We performed an analysis of the predefined text queries using part-of-speech (POS) tagging from NLTK [41], using a coarser grouping (10 types) of the POS tags. The queries range in length from 3 to 16 words, and the typical query contains 3 nouns and 1–2 verbs. A plot of the POS tags is shown in Fig. 1.

4 Analysis

During the system evaluation, each team maintained a record of user queries and the corresponding results for each task. In this section, we present a comprehensive analysis of these logs to gain a more in-depth understanding of system performance and user-interaction during the KIS tasks.

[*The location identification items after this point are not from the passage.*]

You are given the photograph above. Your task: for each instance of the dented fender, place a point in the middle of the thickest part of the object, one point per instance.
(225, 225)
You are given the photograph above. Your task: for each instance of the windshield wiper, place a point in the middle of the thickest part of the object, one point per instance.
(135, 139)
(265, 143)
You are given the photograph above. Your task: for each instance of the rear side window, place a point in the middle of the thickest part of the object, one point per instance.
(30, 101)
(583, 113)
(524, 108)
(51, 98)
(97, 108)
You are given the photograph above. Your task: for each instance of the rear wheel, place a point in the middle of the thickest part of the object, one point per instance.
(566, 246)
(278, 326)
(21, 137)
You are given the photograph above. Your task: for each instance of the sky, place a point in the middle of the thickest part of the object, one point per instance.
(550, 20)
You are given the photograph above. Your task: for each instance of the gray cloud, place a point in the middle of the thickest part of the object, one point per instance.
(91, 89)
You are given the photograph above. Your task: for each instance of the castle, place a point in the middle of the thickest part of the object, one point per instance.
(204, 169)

The logs are structured in JSON format, and each log contains details such as the team user identifier, timestamp, query description, and a list of ranked items retrieved by the systems for each specific query. To ensure data accuracy, we verified the consistency and synchronization of timestamps with the DRES local time and we filtered out records not related to active tasks. However, it is essential to acknowledge that circumstances beyond our control may have led to incomplete logs. For instance, Visione encountered issues recording logs of a single user in two tasks where the user did not submit any results. Furthermore, teams logged retrieved results up to a maximum rank of 10,000, but in certain cases, especially when using filters, the maximum rank may be less than 10,000 in the log files. As a result, the analysis using these logs should be considered an estimation of the system performance.

4.1 Overall results

Let us start with a simple binary metric, namely whether the user was able to solve a given task within the time limit. Of the 228 user-task pairs in total, vibro, CVHunter and Visione users managed to solve 199, 198, and 198 tasks, respectively. We can therefore conclude that there were no significant differences w.r.t. binary solved tasks metric and focus on the capability of individual tools to provide correct answers quickly and reliably.

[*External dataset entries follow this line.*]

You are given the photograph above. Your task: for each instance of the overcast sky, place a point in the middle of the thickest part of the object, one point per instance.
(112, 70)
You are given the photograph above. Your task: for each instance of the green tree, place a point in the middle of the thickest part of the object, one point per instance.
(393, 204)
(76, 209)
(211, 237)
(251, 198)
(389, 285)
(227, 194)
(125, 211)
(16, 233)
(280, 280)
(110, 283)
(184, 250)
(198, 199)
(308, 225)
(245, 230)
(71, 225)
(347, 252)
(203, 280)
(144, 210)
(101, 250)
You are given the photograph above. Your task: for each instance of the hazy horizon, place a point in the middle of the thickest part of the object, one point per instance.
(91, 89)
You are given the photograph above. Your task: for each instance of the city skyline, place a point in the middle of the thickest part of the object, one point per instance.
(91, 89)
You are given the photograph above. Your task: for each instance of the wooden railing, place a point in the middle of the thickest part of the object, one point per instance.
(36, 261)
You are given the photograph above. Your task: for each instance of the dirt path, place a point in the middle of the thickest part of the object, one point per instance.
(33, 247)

For this, we used the same metric as in the VBS competition, denoted as VBS score. First, we focused on results, if all users solved the tasks independently. The mean per-user VBS scores were 73.02, 72.58, and 73.38 for vibro, CVHunter and Visione users (no statistically significant differences were found). Finally, we focused on the same scenario as in VBS competitions, i.e., all users of a single tool play as a team, and the score of the fastest team member (who found the correct solution for the task) is considered as the team score. With these settings, the mean per-team VBS scores were 87.85, 85.77, and 78.84 for vibro, CVHunter and Visione. The differences were statistically significant between vibro and Visione (p value: 0.006 w.r.t. one-sided paired t test), and between CVHunter and Visione (p value: 0.049).

We also conducted a bootstrap analysis to verify the significance of the results and to estimate the necessary study sizes to reliably distinguish the performance of individual approaches. In particular, we draw k tasks, \(1\le k\le 200\) with repetition and calculated total per-team VBS scores for these tasks. Then, we evaluated whether each team was better than the other two. For each k, the task selection was repeated 500 times, and we report the percentage of cases, where one team was better than the other. Results of the bootstrap analysis confirmed the t test values when we sampled the same volume of tasks as in the actual volume of evaluated tasks (i.e., \(k=57\)). For these settings, vibro was better than CVHunter in 82% of cases and better than Visione in 100% of cases, while CVHunter was better than Visione in 95% of cases. The minimal necessary size of the study to reliably distinguish between vibro and Visione (w.r.t. 95% confidence) was \(\sim 20\) tasks. In order to estimate the necessary size of the study, where we can reliably distinguish vibro and CVHunter, one would need to extend far beyond the size of the conducted study. In particular, the bootstrap analysis suggests that the required study size would be \(\sim 160\) tasks.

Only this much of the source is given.